Bien que l'étude POET ait pu montrer des résultats encourageants pour le passage précoce de l'antibiothérapie IV à l'antibiothérapie per os, de plus amples études sont nécessaires pour déterminer chez quel type de patients cette stratégie est sûre. Dans cette étude, seuls 20 % des patients sélectionnés ont été inclus et seuls quelques-uns présentaient une infection à Staphylococcus aureus.5

Des incertitudes subsistent quant au timing, aux critères de report et aux facteurs pronostiques pour la chirurgie des EI. En cas d'AVC ischémique ou hémorragique étendu, on recommande généralement un report d'au moins 4 semaines. En cas d'AVC limité, la chirurgie peut probablement être pratiquée en toute sécurité.

Conclusion

Le cas exposé au début de cet article décrit un patient atteint d'une bicuspidie aortique connue, porteur d'un PAC rincé toutes les 6 semaines. Bien que ce patient n'ait pas présenté de fièvre ni de frissons, la présence d'un souffle cardiaque de novo (insuffisance valvulaire aortique - attention à une TA diastolique basse - et insuffisance mitrale) associé à des signes d'insuffisance cardiaque et à la présence d'un syndrome inflammatoire et d'une leucocytose a conduit à suspecter le diagnostic d'EI. Les hémocultures positives avec un germe typique ont étayé ce diagnostic, que l'ETT a confirmé. Étant donné les antécédents de chirurgie oesophagienne avec formation ultérieure de rétrécissements ayant nécessité plusieurs dilatations, on n'a pas effectué d'ETO, en dépit de l'indication manifeste. Vu la très bonne qualité de l'ETT et l'indication chirurgicale claire (destruction importante de la valve, dilatation importante du ventricule gauche, diminution de la fonction systolique du VG et hypertension pulmonaire sévère), on n'a pas non plus pratiqué d'ETO avec une (micro)sonde nasopharyngée, en raison du risque potentiel de perforation de l'oesophage.
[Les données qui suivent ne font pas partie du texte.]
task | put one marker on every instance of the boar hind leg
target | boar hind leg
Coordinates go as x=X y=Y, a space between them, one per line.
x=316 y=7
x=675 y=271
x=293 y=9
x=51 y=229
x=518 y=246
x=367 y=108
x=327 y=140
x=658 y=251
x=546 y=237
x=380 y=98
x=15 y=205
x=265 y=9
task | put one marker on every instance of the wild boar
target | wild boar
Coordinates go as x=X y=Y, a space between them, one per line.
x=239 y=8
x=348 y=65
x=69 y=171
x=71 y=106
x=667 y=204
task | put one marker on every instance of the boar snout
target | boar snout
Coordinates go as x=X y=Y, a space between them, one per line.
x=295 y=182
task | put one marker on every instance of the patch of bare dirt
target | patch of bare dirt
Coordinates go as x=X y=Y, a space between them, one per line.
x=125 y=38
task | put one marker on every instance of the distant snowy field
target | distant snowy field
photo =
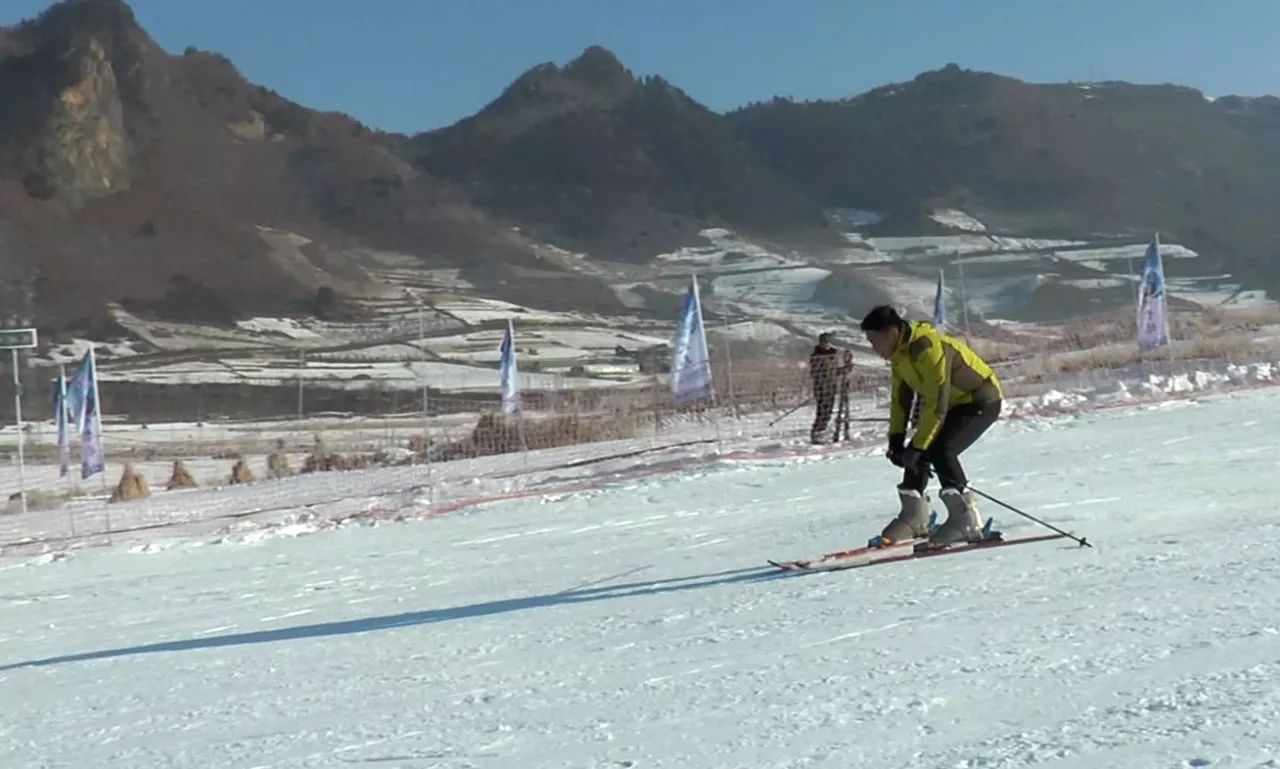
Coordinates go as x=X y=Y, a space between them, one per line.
x=636 y=626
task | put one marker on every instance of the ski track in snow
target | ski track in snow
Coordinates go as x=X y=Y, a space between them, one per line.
x=640 y=627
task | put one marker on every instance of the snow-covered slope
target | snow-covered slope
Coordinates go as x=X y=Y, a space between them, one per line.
x=639 y=626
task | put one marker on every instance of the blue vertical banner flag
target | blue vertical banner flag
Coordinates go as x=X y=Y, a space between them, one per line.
x=507 y=374
x=1152 y=307
x=83 y=406
x=60 y=420
x=690 y=361
x=940 y=309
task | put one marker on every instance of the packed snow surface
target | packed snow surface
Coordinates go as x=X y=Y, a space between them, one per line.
x=639 y=625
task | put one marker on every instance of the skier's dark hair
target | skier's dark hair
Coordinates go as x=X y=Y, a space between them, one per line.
x=882 y=317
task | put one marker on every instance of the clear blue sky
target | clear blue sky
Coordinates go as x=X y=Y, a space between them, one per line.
x=417 y=64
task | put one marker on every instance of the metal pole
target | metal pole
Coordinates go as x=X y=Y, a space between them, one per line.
x=421 y=349
x=17 y=410
x=964 y=293
x=302 y=365
x=728 y=370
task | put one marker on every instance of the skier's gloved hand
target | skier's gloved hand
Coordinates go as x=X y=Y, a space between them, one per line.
x=912 y=458
x=896 y=443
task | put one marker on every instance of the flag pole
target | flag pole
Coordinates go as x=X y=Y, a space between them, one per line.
x=64 y=444
x=97 y=415
x=17 y=410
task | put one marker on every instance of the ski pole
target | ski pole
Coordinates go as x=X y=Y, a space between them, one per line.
x=790 y=411
x=1083 y=541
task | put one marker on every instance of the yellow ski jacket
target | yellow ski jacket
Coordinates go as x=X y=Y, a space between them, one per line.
x=941 y=370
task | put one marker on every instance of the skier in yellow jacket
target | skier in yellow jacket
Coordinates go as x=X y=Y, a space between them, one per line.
x=960 y=398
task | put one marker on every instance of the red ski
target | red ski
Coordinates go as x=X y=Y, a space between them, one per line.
x=905 y=552
x=846 y=558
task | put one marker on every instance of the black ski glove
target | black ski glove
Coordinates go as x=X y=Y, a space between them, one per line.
x=912 y=458
x=896 y=445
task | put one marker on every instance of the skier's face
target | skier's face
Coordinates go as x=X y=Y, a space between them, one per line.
x=883 y=342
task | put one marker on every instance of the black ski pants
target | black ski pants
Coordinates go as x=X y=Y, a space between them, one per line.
x=960 y=429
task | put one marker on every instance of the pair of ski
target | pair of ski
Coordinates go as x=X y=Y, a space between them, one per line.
x=877 y=552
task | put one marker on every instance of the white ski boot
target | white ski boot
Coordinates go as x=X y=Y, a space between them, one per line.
x=963 y=523
x=912 y=521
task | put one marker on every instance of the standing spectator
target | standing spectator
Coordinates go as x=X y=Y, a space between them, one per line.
x=824 y=378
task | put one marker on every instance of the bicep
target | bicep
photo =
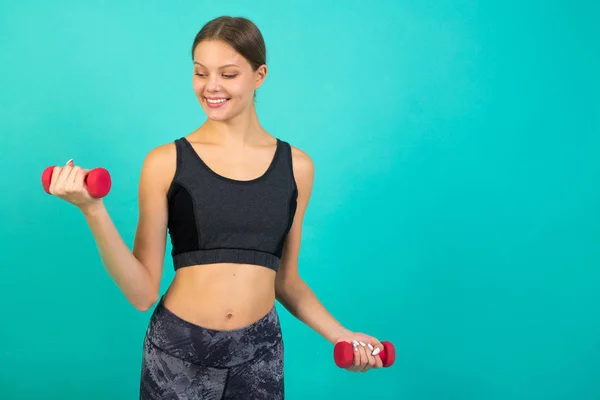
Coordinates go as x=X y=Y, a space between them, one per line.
x=304 y=176
x=150 y=238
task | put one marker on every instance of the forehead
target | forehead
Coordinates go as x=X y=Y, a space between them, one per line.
x=215 y=54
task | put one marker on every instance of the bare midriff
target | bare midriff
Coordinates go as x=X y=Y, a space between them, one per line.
x=221 y=296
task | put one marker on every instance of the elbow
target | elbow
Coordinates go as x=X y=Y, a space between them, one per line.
x=146 y=304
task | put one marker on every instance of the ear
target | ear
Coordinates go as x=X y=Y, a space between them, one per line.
x=260 y=75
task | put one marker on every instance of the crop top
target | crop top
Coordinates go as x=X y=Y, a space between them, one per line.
x=215 y=219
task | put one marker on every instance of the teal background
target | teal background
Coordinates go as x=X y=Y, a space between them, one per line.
x=455 y=209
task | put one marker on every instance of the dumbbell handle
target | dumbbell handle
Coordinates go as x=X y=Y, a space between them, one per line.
x=98 y=181
x=343 y=354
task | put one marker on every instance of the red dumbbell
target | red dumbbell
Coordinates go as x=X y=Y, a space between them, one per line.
x=97 y=180
x=343 y=354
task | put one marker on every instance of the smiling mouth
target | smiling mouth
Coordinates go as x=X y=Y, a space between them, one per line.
x=216 y=103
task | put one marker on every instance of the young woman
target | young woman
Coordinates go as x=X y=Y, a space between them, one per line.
x=232 y=197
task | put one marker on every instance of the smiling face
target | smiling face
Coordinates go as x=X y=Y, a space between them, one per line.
x=223 y=80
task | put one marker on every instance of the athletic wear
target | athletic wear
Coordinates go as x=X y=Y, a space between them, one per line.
x=182 y=360
x=215 y=219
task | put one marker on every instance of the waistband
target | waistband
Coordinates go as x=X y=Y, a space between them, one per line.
x=215 y=348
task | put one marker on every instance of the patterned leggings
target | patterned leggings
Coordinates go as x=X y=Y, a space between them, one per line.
x=182 y=360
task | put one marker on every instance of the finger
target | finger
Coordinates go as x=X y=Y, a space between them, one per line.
x=356 y=365
x=367 y=359
x=364 y=358
x=376 y=347
x=53 y=181
x=80 y=181
x=62 y=178
x=71 y=181
x=370 y=358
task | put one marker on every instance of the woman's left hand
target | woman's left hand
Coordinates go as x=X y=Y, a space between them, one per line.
x=366 y=351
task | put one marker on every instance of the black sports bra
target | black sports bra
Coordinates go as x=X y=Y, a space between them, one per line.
x=215 y=219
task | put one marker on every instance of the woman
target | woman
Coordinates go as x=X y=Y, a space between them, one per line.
x=232 y=197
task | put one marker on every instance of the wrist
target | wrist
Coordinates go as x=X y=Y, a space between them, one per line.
x=93 y=209
x=339 y=334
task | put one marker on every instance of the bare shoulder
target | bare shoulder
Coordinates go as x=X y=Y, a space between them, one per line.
x=160 y=164
x=304 y=170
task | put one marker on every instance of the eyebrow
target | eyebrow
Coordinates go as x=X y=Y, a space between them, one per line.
x=223 y=66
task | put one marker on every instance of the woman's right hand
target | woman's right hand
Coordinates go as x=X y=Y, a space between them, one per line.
x=68 y=184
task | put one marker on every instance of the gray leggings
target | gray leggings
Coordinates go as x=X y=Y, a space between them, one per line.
x=182 y=360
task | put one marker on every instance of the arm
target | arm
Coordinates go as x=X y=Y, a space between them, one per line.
x=138 y=273
x=290 y=289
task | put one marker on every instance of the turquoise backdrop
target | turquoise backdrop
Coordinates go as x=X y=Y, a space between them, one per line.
x=456 y=203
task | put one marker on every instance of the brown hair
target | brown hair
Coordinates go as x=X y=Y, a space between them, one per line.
x=238 y=32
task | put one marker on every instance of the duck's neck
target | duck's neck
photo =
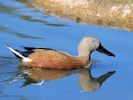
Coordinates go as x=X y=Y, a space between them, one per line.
x=84 y=53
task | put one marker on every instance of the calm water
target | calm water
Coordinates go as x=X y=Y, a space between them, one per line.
x=22 y=25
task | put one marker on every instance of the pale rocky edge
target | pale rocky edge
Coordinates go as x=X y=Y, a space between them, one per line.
x=111 y=13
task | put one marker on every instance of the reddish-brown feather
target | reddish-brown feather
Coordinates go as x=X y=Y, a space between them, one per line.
x=50 y=59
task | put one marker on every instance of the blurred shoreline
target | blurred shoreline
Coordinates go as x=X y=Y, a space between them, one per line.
x=111 y=13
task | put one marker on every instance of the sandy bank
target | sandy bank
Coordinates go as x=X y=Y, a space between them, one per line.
x=113 y=13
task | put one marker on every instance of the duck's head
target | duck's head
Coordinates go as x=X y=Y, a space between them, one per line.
x=89 y=44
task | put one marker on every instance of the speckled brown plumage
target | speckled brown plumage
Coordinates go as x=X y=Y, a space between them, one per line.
x=50 y=59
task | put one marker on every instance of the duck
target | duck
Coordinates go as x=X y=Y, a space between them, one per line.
x=48 y=58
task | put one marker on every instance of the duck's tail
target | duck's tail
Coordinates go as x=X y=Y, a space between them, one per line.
x=18 y=54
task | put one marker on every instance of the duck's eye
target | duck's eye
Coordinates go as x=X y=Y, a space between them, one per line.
x=94 y=41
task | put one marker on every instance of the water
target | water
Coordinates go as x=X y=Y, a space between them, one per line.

Compte tenu du profil de risque cardiovasculaire élevé du patient (tabagisme sévère et hyperlipidémie) et après exclusion de végétations mobiles au niveau de la valve aortique, on a pratiqué un cathétérisme cardiaque gauche-droite. La coronarographie n'a révélé aucune lésion significative et le cathétérisme cardiaque droit a confirmé l'hypertension pulmonaire secondaire. Vu que le germe causal était connu dès le premier jour et qu'il pouvait être combattu de manière adéquate avec des doses élevées d'un antibiotique à spectre étroit, sur la base de l'antibiogramme, qu'on a pu contrôler adéquatement la source (retrait du PAC), et que le patient n'avait pas de problèmes hémodynamiques ni emboligènes sous une dose minimale de diurétiques, il a pu être opéré au jour 10, en bon état général. Les suites opératoires se sont révélées favorables.

Références

  1. Chambers, H.F., Bayer, A.S. Nativevalve endocarditis. N Engl J Med, 2020, 383, 6, 567576.
  2. Habib, G., Lancellotti, P., Antunes, M.J., et al. 2015 ESC Guidelines for the management of infective endocarditis: the Task Force for the Management of Infective Endocarditis of the European Society of Cardiology (ESC) — endorsed by: European Association for CardioThoracic Surgery (EACTS), the European Association of Nuclear Medicine (EANM). Eur Heart J, 2015, 36, 30753128.
  3. Anantha Narayanan, M., Mahfood Haddad, T., Kalil, A.C., et al. Early versus late surgical intervention or medical management for infective endocarditis: a systematic review and metaanalysis. Heart, 2016, 102, 950957.
  4. Liang, F., Song, B., Liu, R., Yang, L., Tang, H., Li, Y. Optimal timing for early surgery in infective endocarditis: a metaanalysis. Interact Cardiovasc Thorac Surg, 2016, 22, 336345.
  5. Iversen, K., Ihlemann, N., Gill, S.U., et al. Partial oral versus intravenous antibiotic treatment of endocarditis. N Engl J Med, 2019, 380, 415424.